Gecen hafta en iyi arkadasim, oglumun manevi teyzesi Aylin'le bulustum. Telefonla gorusuyor olsakta, cok sik bir araya gelemiyoruz. Bu yuzden sohbet baya uzun oluyor ve cok dogal olarak Pamuk Prensimizden de konu aciliyor...
Aylin'e Tibet'ten bahsederken "Bu gune kadar bosa yasamisim, bunu Tibet dogduktan sonra anladim" dedim...
Bu blogu en cok Tibet'e hatira olsun diye actim. Madem oyle, sadece onun hikayelerine degil, benim, babasinin onunla ilgili duygularimiza da yer vermeliyim. Hatta onun bize katildigi gunden itibaren hissettiklerimi, hissettiklerimizi.
Nasil baslayacagimi bilemiyorum...
Tibet'ten haberdar oldugumuz ilk gun...
Iki hafta bekleyisten sonra evde gebelik testi yaptim, sabah ise gitmeden once. Pozitif! :)
ama guvenmemek lazim, bir de kan testi. Sevgilime haber vermeliyim.
- Uyan! Galiba hamileyim!!!
Sevinc. Mutluluk. Heyecan.
- Ise gidince bir kan testi yaptiracagim, seni haberdar ederim.
Oglen olmak bilmedi.
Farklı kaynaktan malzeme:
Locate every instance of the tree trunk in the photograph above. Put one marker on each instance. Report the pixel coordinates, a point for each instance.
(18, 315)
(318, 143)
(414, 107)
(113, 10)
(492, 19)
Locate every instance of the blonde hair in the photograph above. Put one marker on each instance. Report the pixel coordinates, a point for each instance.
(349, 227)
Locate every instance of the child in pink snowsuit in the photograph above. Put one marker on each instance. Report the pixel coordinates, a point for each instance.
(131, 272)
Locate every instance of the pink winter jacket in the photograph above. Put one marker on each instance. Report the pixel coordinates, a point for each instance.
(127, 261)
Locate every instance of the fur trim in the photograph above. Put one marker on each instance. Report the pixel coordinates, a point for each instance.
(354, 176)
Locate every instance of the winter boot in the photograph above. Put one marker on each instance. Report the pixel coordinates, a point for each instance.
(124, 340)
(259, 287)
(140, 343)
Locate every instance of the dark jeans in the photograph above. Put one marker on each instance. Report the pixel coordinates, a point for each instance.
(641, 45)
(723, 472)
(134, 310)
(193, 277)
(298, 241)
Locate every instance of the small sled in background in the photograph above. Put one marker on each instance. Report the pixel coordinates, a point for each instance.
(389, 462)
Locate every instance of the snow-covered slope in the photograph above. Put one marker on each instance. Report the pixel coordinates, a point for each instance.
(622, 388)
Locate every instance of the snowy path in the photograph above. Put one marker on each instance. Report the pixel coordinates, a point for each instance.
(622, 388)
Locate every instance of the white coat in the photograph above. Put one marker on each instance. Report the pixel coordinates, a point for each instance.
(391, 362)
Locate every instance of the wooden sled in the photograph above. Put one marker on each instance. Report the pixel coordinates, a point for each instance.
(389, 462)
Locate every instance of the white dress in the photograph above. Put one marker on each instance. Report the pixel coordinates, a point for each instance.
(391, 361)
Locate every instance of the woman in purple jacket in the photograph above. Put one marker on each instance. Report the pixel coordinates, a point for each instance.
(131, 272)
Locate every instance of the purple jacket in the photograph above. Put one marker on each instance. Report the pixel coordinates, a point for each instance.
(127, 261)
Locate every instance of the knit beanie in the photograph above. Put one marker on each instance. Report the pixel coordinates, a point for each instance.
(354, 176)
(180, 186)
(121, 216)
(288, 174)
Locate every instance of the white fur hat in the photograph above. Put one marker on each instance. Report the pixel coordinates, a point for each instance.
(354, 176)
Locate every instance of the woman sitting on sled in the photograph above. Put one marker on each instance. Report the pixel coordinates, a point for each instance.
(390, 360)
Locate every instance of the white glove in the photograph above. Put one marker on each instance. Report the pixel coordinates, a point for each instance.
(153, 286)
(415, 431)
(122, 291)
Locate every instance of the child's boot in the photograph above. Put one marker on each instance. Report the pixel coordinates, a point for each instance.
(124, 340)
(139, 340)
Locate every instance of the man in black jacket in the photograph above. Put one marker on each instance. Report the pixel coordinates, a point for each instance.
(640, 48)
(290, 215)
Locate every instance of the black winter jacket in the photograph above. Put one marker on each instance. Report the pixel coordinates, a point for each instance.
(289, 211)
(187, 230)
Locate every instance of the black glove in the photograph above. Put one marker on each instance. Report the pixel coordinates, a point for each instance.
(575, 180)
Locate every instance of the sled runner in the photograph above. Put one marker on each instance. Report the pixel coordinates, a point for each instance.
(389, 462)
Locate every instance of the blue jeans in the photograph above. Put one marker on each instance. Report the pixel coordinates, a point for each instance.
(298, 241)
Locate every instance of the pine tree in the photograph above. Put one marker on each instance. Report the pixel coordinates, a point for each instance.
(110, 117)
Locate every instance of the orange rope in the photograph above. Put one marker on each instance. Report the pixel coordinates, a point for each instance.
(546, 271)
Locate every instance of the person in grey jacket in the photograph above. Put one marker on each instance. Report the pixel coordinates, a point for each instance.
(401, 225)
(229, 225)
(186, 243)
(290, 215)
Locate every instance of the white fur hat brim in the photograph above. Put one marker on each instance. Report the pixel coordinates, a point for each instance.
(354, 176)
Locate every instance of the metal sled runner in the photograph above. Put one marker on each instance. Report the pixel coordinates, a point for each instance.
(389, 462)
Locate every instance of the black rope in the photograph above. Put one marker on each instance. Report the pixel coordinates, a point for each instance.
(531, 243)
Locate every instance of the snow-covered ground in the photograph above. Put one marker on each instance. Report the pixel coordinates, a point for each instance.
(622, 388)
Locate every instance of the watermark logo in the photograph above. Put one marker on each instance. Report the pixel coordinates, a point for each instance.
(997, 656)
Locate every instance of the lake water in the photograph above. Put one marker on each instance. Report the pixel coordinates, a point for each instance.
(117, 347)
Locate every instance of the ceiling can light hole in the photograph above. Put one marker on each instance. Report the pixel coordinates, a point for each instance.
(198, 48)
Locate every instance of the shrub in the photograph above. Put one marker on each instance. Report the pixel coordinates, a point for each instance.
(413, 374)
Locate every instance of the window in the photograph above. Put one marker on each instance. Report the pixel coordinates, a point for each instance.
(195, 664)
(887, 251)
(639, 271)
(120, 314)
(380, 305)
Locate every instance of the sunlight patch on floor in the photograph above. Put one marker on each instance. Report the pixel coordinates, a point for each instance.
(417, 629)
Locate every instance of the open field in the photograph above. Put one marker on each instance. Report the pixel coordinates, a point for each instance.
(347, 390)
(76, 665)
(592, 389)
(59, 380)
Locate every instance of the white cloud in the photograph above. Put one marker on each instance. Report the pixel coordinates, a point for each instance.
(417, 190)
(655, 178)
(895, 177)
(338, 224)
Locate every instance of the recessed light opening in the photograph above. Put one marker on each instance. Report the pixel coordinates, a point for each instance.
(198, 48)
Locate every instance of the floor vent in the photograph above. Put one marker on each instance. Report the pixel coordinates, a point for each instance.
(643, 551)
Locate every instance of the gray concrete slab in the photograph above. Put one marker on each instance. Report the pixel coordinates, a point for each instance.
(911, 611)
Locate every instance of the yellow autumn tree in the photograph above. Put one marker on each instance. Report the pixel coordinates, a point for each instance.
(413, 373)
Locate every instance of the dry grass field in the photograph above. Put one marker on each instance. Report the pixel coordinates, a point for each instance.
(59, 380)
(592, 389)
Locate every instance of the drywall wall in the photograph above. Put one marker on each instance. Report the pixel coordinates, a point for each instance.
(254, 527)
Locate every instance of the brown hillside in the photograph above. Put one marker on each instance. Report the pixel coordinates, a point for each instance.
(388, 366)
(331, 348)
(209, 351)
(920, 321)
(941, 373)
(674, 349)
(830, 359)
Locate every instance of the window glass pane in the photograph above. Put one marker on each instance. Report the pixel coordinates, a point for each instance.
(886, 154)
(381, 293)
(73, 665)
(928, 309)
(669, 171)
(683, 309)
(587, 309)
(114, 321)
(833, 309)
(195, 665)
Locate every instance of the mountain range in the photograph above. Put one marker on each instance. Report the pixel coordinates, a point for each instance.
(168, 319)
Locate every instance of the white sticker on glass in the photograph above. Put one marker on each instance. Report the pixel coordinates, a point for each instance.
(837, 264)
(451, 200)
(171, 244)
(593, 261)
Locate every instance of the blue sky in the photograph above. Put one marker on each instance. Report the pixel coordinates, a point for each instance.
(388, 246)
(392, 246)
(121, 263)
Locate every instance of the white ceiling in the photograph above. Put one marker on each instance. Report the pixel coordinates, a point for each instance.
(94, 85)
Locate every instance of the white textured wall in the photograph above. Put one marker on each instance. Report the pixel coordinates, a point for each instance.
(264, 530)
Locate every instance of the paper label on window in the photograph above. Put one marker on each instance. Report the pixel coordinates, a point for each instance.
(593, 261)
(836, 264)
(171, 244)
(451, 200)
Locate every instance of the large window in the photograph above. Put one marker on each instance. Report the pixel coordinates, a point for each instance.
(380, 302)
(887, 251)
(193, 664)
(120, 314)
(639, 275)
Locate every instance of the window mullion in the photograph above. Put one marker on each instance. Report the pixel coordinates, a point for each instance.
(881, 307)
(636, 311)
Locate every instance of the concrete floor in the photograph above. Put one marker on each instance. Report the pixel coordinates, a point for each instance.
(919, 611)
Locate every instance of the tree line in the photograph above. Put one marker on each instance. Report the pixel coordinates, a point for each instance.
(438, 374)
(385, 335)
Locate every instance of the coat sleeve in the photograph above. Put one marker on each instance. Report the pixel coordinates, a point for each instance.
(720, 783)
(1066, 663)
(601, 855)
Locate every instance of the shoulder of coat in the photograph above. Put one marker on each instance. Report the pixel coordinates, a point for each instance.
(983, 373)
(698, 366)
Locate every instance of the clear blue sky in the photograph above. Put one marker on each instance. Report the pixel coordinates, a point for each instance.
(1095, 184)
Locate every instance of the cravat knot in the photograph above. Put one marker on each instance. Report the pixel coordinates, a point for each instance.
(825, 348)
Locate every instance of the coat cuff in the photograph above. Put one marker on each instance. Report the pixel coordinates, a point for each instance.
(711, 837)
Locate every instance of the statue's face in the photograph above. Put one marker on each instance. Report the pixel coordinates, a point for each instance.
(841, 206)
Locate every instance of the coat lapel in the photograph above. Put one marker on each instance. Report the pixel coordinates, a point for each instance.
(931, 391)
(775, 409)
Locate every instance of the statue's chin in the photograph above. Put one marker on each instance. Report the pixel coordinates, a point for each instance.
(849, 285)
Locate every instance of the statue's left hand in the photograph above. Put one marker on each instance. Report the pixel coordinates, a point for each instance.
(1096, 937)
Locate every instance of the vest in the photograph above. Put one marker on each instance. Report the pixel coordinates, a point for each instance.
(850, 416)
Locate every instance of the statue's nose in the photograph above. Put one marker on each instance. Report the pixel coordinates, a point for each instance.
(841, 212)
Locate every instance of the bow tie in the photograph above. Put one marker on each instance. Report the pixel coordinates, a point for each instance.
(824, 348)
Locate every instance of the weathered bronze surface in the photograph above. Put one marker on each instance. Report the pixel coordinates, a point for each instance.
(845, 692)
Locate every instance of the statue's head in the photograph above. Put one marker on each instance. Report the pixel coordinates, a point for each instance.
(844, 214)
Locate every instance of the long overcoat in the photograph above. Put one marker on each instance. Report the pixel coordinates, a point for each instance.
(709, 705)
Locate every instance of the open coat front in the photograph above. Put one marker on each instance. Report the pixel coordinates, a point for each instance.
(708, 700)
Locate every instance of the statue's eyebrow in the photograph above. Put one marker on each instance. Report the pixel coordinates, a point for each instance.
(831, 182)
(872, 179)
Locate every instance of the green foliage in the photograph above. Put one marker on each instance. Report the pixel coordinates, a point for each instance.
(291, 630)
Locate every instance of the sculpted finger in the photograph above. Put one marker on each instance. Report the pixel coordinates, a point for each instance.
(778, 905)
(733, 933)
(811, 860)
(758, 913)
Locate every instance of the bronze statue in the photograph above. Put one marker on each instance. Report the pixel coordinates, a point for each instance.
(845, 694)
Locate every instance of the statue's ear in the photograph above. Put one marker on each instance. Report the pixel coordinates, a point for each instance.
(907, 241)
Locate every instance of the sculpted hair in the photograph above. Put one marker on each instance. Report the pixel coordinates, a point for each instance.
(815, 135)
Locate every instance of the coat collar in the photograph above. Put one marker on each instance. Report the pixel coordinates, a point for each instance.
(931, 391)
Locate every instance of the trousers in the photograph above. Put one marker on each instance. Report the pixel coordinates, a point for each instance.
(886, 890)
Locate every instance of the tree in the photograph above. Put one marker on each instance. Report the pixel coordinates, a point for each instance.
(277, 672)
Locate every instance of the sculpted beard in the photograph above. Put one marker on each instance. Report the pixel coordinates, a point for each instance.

Sibel ve Beste'yle ise en yakin tip merkezine gidiyoruz.
Kani verdim, aksama gelin dediler. Bugun bitmeyecek!
Aksam Nuriye yanimda. Testi almaya giderken heyecanimi yatistirmaya calisiyor.
Oyle korkuyorum ki! Ya benim yaptigim test yanlissa... Yol uzuyor.
Geldik, testi istedim. Verdiler. Acarken cok heyecanliyim. POZITIF!
Allah'im sana sukurler olsun! Nuriye'yle sarmas dolas... Hemen sevgilimi aramaliyim.
- Sevgilim, baba oluyorsun!
Sesindeki sevinci hic unutmadim, heyecanli gulusunu :)
Ben ne haldeyim bilmiyorum. Galiba ayaklarim yere basmiyor!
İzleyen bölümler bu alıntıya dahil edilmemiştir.